Trouble with large WAV files

tcmullet · April 25, 2025, 9:04pm

I am recording a lot of 24bit 96khz stereo files with Audacity these days. I recently captured the longest one so far, 3 hours 9 minutes. I knew it would be over the 2 GB limit that I used to butt heads against in CoolEdit96. But I have been believing that that’s no longer a limit, at least with Audacity.

The file is a bit over 6 GB. I captured it with Audacity 2.3.0 as that’s what’s currently on the capture PC. But I do all my editing on a much faster PC that has had 3.7.1, and I just upgraded to 3.7.3. All three versions truncate the opening or importing of the file at 1 hour 5 min.

Why isn’t the whole thing loading in? And I have to ask this… I believe all the audio is there, so HOW can I somehow save the data, even if I have to break it up into pieces? I REALLY need to save these 3 hours of audio, as I have lost the source from which it was captured. I’ve tried simply playing the file with my default media player of SMPlayer. It starts to play, but stops at 1:05. MediaInfo does show it as as “Wave: 6.11 GiB, 3 h 9 min” and “PCM”.

If I knew this was going to be a problem, there were steps I could have taken to prevent this, but I had no reason to believe I couldn’t re-import a wav of ANY size. (This is 2025 and we have way more than FAT16 partitions.) Am on Win 10.

I recently learned that the recording process stores the data in many little pieces that get strung together when you export it to a WAV file. This would explain why that even if there’s a limit to the size of WAV files processable, that that wouldn’t stop Audacity from RECORDING the original capture and exporting to a 6 GB WAV file. I’ve lost Audacity’s intermediate “many little pieces” as all this was done many days ago.

DVDdoug · April 25, 2025, 9:25pm

The WAV limit is 4GB due to a 32-bit “size” field in the header. Usually when you go-over the counter rolls-over to zero (losing the most significant bit) and it starts counting again. That’s why you get a “random” length.

If you import it as raw data you should be able to get the whole thing. Then maybe export it as FLAC. There are other formats like BWF or W64 that don’t have the limits but I’ve never used them.

…I never understood that original 2GB limit. I think that was the original Microsoft spec. 2GB is the maximum you can “count to” with a 32-bit signed integer (with the MSB used for the sign) but a negative file size doesn’t make any sense.

tcmullet · April 25, 2025, 11:13pm

I’ve tried Import Raw data, both on my big file and also on a tiny one-minute file. It’s totally failing. I enter 24-bit signed, little endian, 96k and stereo.
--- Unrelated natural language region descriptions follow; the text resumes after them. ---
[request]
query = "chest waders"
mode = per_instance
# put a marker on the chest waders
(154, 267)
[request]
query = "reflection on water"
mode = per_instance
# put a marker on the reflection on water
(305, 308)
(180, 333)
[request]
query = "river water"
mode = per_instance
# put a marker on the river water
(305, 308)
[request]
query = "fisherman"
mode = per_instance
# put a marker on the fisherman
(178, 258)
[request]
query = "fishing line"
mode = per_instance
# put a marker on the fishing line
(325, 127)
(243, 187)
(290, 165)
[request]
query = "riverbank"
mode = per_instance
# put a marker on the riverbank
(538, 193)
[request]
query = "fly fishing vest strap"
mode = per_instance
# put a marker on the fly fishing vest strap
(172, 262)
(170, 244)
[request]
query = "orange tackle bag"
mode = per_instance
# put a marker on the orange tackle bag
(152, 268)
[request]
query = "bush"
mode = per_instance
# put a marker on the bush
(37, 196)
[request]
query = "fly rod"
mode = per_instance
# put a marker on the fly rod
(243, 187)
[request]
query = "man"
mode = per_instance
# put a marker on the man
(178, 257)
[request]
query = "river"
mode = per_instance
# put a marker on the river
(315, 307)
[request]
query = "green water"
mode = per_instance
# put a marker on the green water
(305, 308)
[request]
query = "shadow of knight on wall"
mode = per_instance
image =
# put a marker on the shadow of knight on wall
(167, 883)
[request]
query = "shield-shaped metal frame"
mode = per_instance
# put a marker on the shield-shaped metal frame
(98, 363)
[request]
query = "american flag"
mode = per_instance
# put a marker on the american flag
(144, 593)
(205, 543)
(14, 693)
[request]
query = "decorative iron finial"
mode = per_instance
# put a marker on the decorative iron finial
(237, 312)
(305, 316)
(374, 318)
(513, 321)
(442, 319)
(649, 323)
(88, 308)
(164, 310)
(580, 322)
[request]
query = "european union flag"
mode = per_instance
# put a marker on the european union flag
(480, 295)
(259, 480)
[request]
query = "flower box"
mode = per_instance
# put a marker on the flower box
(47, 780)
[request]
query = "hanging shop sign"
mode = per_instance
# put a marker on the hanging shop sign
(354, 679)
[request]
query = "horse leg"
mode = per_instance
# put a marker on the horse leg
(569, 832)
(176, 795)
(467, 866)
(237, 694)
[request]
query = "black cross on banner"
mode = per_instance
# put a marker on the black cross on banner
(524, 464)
After very long time opening (I think this 3.7.3 opens much more slowly than 2.3.0 did; a separate problem), it came up 3 hours of garbage, not randomly, but a very low volume distorted version of the spoken word in the program. I discovered the “Detect” option. When executed that, it’s mostly WRONG. Instead of the 24-bit signed PCM, it says “Unsigned 8-bit PCM”. Instead of “2 channels (Stereo)”, it says “1 Channel (Mono)”. (It does get 96k correctly.) If I open/import the small file as audio, it IS signed 24-bit, stereo, 96k. Your “detector” is defective. If I let it import with 8-bit mono, it’s garbage. If I use the correct settings as reflected in MediaInfo, it gives the very low volume distorted version.

I’m confident that if anyone else creates a tiny sample of 24-bit 96khz stereo little endian wav file, the import of it as data will totally fail as it has with me.

DVDdoug · April 26, 2025, 12:09am

The offset should of 44 bytes. That’s where the header ends and the audio begins.

If that doesn’t work, try 45 or 46. There are 8-bits in a byte so one of those should get the 24-bit samples back in order. (Although if the offset is fouled-up the left & right channels, which alternate, could be reversed.)

It should be little-endian (which can also scramble the byte order) but in my quick experiment “default” also worked.

Thankfully, you know most of the format details…

I don’t know how it works but it’s kind-of stupid that it doesn’t read the file header if there is one… MediaInfo did it. They are probably assuming if you have a WAV file you don’t need to import RAW so it’s trying to analyze the data… Maybe it’s confused by reading the header as audio data and running the detection algorithm on it. But I suspect detection is “imperfect” anyway because the actual audio data is just a sequence of numbers.

P.S.
I consider you lucky that it saved the whole 6GB. But I wish it would have give you a warning!

system · May 25, 2025, 9:04pm

This topic was automatically closed after 30 days. New replies are no longer allowed.